Alberto Olmos überzeugt dabei durch erzählerische Raffinesse: Wie aus dem Nichts blendet er kurze Dialoge von Mutter und Tochter ein, die das Romangeschehen rückblickend beobachten, enigmatische Hinweise auf das Verborgene, das noch nicht gewußte Wissen, geben. Auch das rätselhafte Schweigen von Jesualdo, dem stummen Portier, bricht vereinzelt auf: durch in Klammern gesetzte innere Monologe, die ebenfalls ein Wissen offenbaren. Wissen bedeutet Macht, und diese manifestiert sich ebenso durch Sprache wie durch ihr Gegenteil, das Schweigen.
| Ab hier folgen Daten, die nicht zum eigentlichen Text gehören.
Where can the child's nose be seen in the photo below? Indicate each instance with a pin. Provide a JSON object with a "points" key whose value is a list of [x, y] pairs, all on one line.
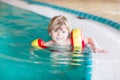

Dagegen setzt Alberto Olmos Sprache als Kommunikationsmittel, das Austausch, Nähe, Vertrautheit oder gar Zuneigung befördern könnte, völlig außer Kraft. So ist auch Jesualdo, der einzige „Freund“ von Clarita, vor allem ihr Befehlsempfänger.

Clarita ist fasziniert von den vielen Schlüsseln des Portiers, von den vielen verschlossenen Türen des Hauses. Je tiefer die Tochter in die Hinterzimmer und Dachkammern des Hauses dringt, je dichter sie Phantasien über Geister spinnt, desto mehr entwickelt sich die reale Ereignislosigkeit zum Biotop, in dem sich Phantasien und Träume mit den wenigen Realitätspartikeln vermischen. Und in dem Anfang und Ende, oben und unten, Körper und Geist nicht mehr voneinander zu unterscheiden sind. Dichotomien, wie im europäischen Denken üblich, werden bewußt aufgelöst. Die Einflüsse fernöstlicher Philosophie sind im Schreiben von Alberto Olmos, der drei Jahre lang in Japan gelebt hat, unverkennbar. So läßt sich auch der Romananfang als Antwort auf die Frage am Romanende lesen und also alles von neu beginnen: die zirkuläre Wiederkehr einer Erzählung ohne Ende, deren räumliches und zeitliches Koordinatensystem ins Geheimnisvolle und Rätselhafte ausfranst.